- Manila Digger
Manila Digger Tak Gentar Hadapi Persib di Play Off AFC Champions League Two 2026-2027, Absennya Bobotoh Malah Jadi Keuntungan
Jakarta, tvOnenews.com - Klub asal Filipina, Manila Digger tak ingin melewatkan kesempatan terakhir untuk mengamankan slot terakhir menuju AFC Champions League Two 2026-2027. Kembali bersaing melawan Persib Bandung, Manila Digger tak gentar menghadapi Maung Bandung yang tampil tanpa dukungan Bobotoh.
Pertandingan play off AFC Champions League Two 2026-2027 antara Persib Bandung dan Manila Digger digelar tertutup di Stadion Si Jalak Harupat, Kabupaten Bandung, Senin (31/8/2026).
Manila Digger FC datang ke Bandung dengan kepercayaan diri tinggi jelang menghadapi Persib dalam pertandingan penting di level Asia.
Juara bertahan Liga Filipina tersebut mengaku siap memberikan perlawanan meski harus berhadapan dengan tim yang memiliki materi pemain dan dukungan suporter besar.
Pelatih Manila Digger, Juan Esteva, mengatakan timnya telah menjalani persiapan pramusim selama tujuh pekan. Durasi tersebut menjadi modal bagi Manila Digger untuk tampil maksimal ketika berhadapan dengan Persib.

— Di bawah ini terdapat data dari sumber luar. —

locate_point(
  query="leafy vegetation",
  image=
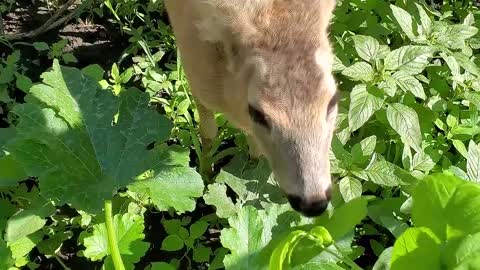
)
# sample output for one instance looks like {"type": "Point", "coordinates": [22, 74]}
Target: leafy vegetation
{"type": "Point", "coordinates": [99, 160]}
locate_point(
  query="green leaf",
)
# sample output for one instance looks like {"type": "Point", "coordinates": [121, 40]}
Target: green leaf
{"type": "Point", "coordinates": [363, 105]}
{"type": "Point", "coordinates": [6, 260]}
{"type": "Point", "coordinates": [318, 265]}
{"type": "Point", "coordinates": [69, 58]}
{"type": "Point", "coordinates": [23, 83]}
{"type": "Point", "coordinates": [40, 46]}
{"type": "Point", "coordinates": [217, 196]}
{"type": "Point", "coordinates": [404, 120]}
{"type": "Point", "coordinates": [454, 36]}
{"type": "Point", "coordinates": [428, 211]}
{"type": "Point", "coordinates": [202, 254]}
{"type": "Point", "coordinates": [380, 172]}
{"type": "Point", "coordinates": [162, 266]}
{"type": "Point", "coordinates": [11, 172]}
{"type": "Point", "coordinates": [405, 20]}
{"type": "Point", "coordinates": [473, 162]}
{"type": "Point", "coordinates": [172, 226]}
{"type": "Point", "coordinates": [383, 261]}
{"type": "Point", "coordinates": [129, 231]}
{"type": "Point", "coordinates": [30, 220]}
{"type": "Point", "coordinates": [72, 146]}
{"type": "Point", "coordinates": [346, 217]}
{"type": "Point", "coordinates": [22, 247]}
{"type": "Point", "coordinates": [462, 212]}
{"type": "Point", "coordinates": [409, 84]}
{"type": "Point", "coordinates": [360, 71]}
{"type": "Point", "coordinates": [198, 228]}
{"type": "Point", "coordinates": [250, 231]}
{"type": "Point", "coordinates": [350, 188]}
{"type": "Point", "coordinates": [426, 22]}
{"type": "Point", "coordinates": [410, 59]}
{"type": "Point", "coordinates": [95, 71]}
{"type": "Point", "coordinates": [417, 248]}
{"type": "Point", "coordinates": [172, 242]}
{"type": "Point", "coordinates": [52, 245]}
{"type": "Point", "coordinates": [176, 187]}
{"type": "Point", "coordinates": [367, 47]}
{"type": "Point", "coordinates": [281, 251]}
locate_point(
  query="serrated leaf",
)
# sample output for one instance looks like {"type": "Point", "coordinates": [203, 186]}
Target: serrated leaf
{"type": "Point", "coordinates": [172, 242]}
{"type": "Point", "coordinates": [79, 156]}
{"type": "Point", "coordinates": [422, 162]}
{"type": "Point", "coordinates": [22, 247]}
{"type": "Point", "coordinates": [426, 22]}
{"type": "Point", "coordinates": [217, 196]}
{"type": "Point", "coordinates": [405, 20]}
{"type": "Point", "coordinates": [350, 188]}
{"type": "Point", "coordinates": [408, 83]}
{"type": "Point", "coordinates": [473, 162]}
{"type": "Point", "coordinates": [129, 231]}
{"type": "Point", "coordinates": [318, 265]}
{"type": "Point", "coordinates": [362, 106]}
{"type": "Point", "coordinates": [360, 71]}
{"type": "Point", "coordinates": [380, 172]}
{"type": "Point", "coordinates": [172, 226]}
{"type": "Point", "coordinates": [162, 266]}
{"type": "Point", "coordinates": [250, 231]}
{"type": "Point", "coordinates": [6, 260]}
{"type": "Point", "coordinates": [410, 59]}
{"type": "Point", "coordinates": [198, 228]}
{"type": "Point", "coordinates": [29, 220]}
{"type": "Point", "coordinates": [383, 261]}
{"type": "Point", "coordinates": [11, 172]}
{"type": "Point", "coordinates": [417, 248]}
{"type": "Point", "coordinates": [202, 254]}
{"type": "Point", "coordinates": [404, 120]}
{"type": "Point", "coordinates": [176, 187]}
{"type": "Point", "coordinates": [367, 47]}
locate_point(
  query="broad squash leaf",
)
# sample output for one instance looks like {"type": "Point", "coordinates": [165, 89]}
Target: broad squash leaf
{"type": "Point", "coordinates": [65, 136]}
{"type": "Point", "coordinates": [129, 230]}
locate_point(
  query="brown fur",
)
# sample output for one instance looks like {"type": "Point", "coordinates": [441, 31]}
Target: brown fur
{"type": "Point", "coordinates": [273, 55]}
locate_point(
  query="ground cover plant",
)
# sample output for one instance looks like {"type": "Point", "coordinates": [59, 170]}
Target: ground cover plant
{"type": "Point", "coordinates": [100, 152]}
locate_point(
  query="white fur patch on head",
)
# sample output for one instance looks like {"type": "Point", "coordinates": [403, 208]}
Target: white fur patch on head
{"type": "Point", "coordinates": [219, 17]}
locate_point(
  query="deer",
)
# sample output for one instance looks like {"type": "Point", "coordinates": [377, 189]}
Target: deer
{"type": "Point", "coordinates": [267, 66]}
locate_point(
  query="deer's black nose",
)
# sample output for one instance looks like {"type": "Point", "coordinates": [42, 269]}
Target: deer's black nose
{"type": "Point", "coordinates": [309, 208]}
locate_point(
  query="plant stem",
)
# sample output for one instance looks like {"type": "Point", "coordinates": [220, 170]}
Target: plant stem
{"type": "Point", "coordinates": [112, 237]}
{"type": "Point", "coordinates": [344, 258]}
{"type": "Point", "coordinates": [61, 262]}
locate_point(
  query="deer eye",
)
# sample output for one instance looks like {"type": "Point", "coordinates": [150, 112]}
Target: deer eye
{"type": "Point", "coordinates": [258, 117]}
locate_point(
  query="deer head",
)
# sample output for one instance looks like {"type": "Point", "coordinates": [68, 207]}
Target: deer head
{"type": "Point", "coordinates": [279, 52]}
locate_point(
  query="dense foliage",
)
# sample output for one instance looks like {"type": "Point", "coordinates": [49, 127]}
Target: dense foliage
{"type": "Point", "coordinates": [77, 137]}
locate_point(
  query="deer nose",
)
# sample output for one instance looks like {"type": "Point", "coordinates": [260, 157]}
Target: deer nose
{"type": "Point", "coordinates": [309, 208]}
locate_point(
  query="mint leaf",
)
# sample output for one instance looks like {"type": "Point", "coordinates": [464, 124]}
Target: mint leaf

Esteva menyadari kualitas Persib tidak bisa dipandang sebelah mata. Namun, nama besar Maung Bandung tidak membuat anak asuhnya kehilangan keberanian untuk bertanding.
"Persib adalah tim yang sangat kuat dengan pemain-pemain besar, ini menjadi tantangan bagi kami. Tapi kami menghadapi laga ini tanpa rasa takut dan dengan kepercayaan diri tinggi untuk berjuang hingga akhir," ungkap Esteva.
Pertandingan yang berlangsung tanpa kehadiran penonton juga mendapat perhatian dari sang pelatih. Seperti diketahui, Persib tengah menjalani sanksi AFC atas dua laga tanpa penonton dengan satu laga masa percobaan dua tahun.
Esteva menilai kondisi tersebut sedikit menguntungkan Manila Digger karena mereka tidak harus menghadapi tekanan besar dari Bobotoh.
"Secara jujur, bertanding tanpa penonton mungkin sedikit menguntungkan bagi kami karena Persib memiliki suporter yang sangat fanatik," katanya.
Meski begitu, Esteva justru menyayangkan absennya penonton dalam pertandingan tersebut. Ia mengaku para pemain Manila Digger sebenarnya ingin merasakan langsung atmosfer pertandingan di Bandung yang dikenal memiliki basis suporter fanatik.
"Namun, kami sebenarnya ingin bertanding dengan kehadiran fans untuk merasakan atmosfernya. Sayangnya pertandingan digelar tanpa publik, tetapi kami siap menghadapinya," tambahnya.